To help target preventive strategies, we estimated US population attributable risks (PARs) of demographic and potentially modifiable risk factors for esophageal squamous cell carcinoma (ESCC), esophageal adenocarcinoma (EAC), gastric cardia adenocarcinoma (GCA), and gastric noncardia adenocarcinoma (GNCA).
We prospectively examined the associations for risk factors and these cancers in 490,605 people in the National Institutes of Health-the American Association of Retired Persons Diet and Health cohort Diet and Health Study cohort from 1995 to 2011. Exposures were obtained from the baseline questionnaire. Diagnoses of gastroesophageal reflux disease were extracted for a subset of eligible National Institutes of Health-the American Association of Retired Persons Diet and Health cohort subjects through linkage to Medicare and then multiply imputed for non–Medicare-eligible subjects. Hazard ratios were calculated using multivariable-adjusted Cox proportional hazards regression. Adjusted population attributable risks were calculated for the US population aged 50–71 years by combining the hazard ratios with the estimated joint distribution of risk factor prevalence from the 2015 National Health Interview Survey.
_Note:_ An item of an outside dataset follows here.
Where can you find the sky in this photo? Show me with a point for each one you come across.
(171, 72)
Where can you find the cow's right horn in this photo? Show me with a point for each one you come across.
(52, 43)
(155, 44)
Smoking remained the most important risk factor for ESCC and was estimated to cause more than 1/3 of EAC and GCA and 1/10 of GNCA. Obesity and gastroesophageal reflux disease were associated with more than 1/2 of EAC and 1/3 of GCA. Compared with each lowest-risk level category, common risk factors were estimated to be associated with 73.7% of ESCC (95% confidence interval [CI]: 62.1%–85.4%), 70.3% of EAC (95% CI: 64.4%–76.2%), 69.3% of GCA (95% CI: 61.0%–77.7%), and 33.6% of GNCA (95% CI: 21.7%–45.5%).
These factors accounted for a large proportion of esophageal and gastric cancers in the United States, highlighting opportunities for education and intervention to reduce the burden of these highly fatal cancers.